Department of Ophthalmology, Eye Institute, Eye & ENT Hospital, Shanghai Medical College, Fudan University, Shanghai, China; and.
Department of Ophthalmology, NHC Key Laboratory of Myopia (Fudan University), Laboratory of Myopia, Chinese Academy of Medical Sciences, Shanghai, China.
Cornea. 2022 Dec 1;41(12):1545-1552. doi: 10.1097/ICO.0000000000003065. Epub 2022 Aug 10.
Circular RNAs (circRNAs) are a novel class of endogenous noncoding RNAs that regulate gene expression through the competitive endogenous RNA (ceRNA) mechanism. CircRNA-associated-ceRNA networks are closely related to oxidative stress-related diseases. Oxidative stress-induced dysfunction of the corneal endothelium (CE) is a major pathological feature in many corneal diseases. This study was aimed to analyze circRNA-associated-ceRNA networks in oxidative stress-induced CE dysfunction.
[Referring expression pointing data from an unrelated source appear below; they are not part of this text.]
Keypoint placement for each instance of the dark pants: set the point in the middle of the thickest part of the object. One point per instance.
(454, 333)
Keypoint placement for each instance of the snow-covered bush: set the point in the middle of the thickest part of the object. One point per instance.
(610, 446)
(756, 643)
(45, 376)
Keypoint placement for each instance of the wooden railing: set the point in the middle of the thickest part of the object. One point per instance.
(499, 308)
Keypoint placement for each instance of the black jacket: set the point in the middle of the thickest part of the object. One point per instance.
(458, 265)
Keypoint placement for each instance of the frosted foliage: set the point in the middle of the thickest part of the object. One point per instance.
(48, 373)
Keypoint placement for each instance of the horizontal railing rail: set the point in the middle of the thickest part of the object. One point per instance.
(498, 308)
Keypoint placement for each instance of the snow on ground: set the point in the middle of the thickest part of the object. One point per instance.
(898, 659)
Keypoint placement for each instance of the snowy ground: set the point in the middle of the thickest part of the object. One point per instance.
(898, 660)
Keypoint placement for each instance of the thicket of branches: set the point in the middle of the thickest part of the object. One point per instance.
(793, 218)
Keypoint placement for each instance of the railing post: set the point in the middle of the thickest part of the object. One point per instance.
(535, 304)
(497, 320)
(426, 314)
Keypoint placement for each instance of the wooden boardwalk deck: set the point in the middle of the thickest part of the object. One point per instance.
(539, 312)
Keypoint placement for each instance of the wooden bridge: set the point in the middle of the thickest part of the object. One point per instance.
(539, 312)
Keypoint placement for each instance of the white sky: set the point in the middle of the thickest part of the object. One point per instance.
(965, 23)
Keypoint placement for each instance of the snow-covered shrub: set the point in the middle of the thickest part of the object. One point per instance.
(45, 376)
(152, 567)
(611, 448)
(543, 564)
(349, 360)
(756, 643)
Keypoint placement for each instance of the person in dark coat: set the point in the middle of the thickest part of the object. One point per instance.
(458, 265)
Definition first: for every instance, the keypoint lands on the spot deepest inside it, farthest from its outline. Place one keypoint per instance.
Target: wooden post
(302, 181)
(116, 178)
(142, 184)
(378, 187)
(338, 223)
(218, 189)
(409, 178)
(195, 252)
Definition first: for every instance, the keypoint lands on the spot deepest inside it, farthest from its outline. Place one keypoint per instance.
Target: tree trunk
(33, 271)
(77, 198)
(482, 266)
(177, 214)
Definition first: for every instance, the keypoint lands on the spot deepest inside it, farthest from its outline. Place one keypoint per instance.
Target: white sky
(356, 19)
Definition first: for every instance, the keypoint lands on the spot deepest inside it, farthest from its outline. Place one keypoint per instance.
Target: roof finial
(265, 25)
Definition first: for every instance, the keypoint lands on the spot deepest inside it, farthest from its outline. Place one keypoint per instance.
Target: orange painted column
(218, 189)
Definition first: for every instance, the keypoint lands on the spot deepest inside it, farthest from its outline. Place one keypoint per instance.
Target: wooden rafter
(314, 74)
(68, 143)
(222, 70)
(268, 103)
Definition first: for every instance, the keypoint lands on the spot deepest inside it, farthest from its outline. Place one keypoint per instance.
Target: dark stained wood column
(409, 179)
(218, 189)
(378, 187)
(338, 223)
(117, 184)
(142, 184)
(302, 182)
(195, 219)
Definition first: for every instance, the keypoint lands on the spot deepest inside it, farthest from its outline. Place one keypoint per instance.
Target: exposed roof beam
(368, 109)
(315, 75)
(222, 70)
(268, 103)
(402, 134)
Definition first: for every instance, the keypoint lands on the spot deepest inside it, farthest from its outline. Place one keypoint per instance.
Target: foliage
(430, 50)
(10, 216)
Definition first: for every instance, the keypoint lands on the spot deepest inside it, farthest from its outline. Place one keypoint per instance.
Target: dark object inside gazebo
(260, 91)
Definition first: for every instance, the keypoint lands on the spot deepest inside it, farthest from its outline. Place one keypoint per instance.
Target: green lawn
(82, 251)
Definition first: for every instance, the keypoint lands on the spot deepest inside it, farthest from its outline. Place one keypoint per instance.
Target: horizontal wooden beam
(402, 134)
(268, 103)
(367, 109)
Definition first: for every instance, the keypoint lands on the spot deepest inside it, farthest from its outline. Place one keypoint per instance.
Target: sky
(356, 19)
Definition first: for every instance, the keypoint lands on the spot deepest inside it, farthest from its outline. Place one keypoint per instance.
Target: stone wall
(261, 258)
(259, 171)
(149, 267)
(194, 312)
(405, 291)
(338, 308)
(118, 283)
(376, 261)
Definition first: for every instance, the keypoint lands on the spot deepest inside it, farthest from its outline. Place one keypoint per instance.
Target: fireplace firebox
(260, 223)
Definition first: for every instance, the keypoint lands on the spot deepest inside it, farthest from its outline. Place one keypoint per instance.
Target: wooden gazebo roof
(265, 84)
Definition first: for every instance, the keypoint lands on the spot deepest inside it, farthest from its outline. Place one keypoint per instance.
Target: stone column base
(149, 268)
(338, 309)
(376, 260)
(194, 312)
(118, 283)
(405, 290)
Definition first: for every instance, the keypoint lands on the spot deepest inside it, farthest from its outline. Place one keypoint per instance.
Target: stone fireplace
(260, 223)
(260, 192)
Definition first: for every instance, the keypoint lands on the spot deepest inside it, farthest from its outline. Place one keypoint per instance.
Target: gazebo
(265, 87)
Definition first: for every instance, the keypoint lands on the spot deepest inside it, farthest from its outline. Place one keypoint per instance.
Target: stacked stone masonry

A CE dysfunction model was established using human corneal endothelial cells (HCECs) treated with H 2 O 2 at a concentration of 250 μM for 4 hours at 37°C. High-throughput sequencing was conducted to determine the expression profiles of circRNA, miRNA, and mRNA. Bioinformatic analyses, including Gene Ontology (GO) analysis and Kyoto Encyclopedia of Genes and Genomes analysis, were conducted to identify the potential biological modules and pathologic pathways of dysregulated circRNAs. CircRNA-associated-ceRNA networks were established based on the data of sequencing and bioinformatic analyses.
We obtained 108 differentially expressed circRNAs, including 77 upregulated and 31 downregulated circRNAs. GO analysis suggested that dysregulated circRNAs were mainly targeted to protein quality control for misfolded or incompletely synthesized proteins (biologic process), nuclear chromatin (cellular component), and ubiquitin protein ligase binding (molecular function). GO terms related to CE functions responding to oxidative stress were also identified. Kyoto Encyclopedia of Genes and Genomes pathway analysis indicated that dysregulated circRNAs were mostly enriched in the adherens junction pathway. Network analysis identified several potential therapeutic targets for CE dysfunction.
CircRNAs are significantly dysregulated in HCECs under oxidative stress. The circRNA-associated-ceRNA networks are closely related to HCEC functions. Targeting these networks might provide novel therapies for CE dysfunction.
环状 RNA(circRNA)是一类新型的内源性非编码 RNA,通过竞争性内源性 RNA(ceRNA)机制调节基因表达。circRNA 相关 ceRNA 网络与氧化应激相关疾病密切相关。氧化应激诱导的角膜内皮细胞(CE)功能障碍是许多角膜疾病的主要病理特征。本研究旨在分析氧化应激诱导的 CE 功能障碍中 circRNA 相关 ceRNA 网络。
用浓度为 250μM 的 H2O2 处理人角膜内皮细胞(HCEC)4 小时,在 37°C 下建立 CE 功能障碍模型。采用高通量测序技术检测 circRNA、miRNA 和 mRNA 的表达谱。进行生物信息学分析,包括基因本体论(GO)分析和京都基因与基因组百科全书分析,以鉴定失调 circRNA 的潜在生物学模块和病理途径。基于测序和生物信息学分析的数据建立 circRNA 相关 ceRNA 网络。
我们获得了 108 个差异表达的 circRNA,包括 77 个上调和 31 个下调的 circRNA。GO 分析表明,失调的 circRNA 主要靶向蛋白质质量控制,用于错误折叠或不完全合成的蛋白质(生物过程)、核染色质(细胞成分)和泛素蛋白连接酶结合(分子功能)。还确定了与 CE 对氧化应激反应功能相关的 GO 术语。京都基因与基因组百科全书通路分析表明,失调的 circRNA 主要富集在黏着连接途径中。网络分析确定了几个潜在的 CE 功能障碍治疗靶点。
氧化应激下 HCEC 中的 circRNA 显著失调。circRNA 相关 ceRNA 网络与 HCEC 功能密切相关。针对这些网络可能为 CE 功能障碍提供新的治疗方法。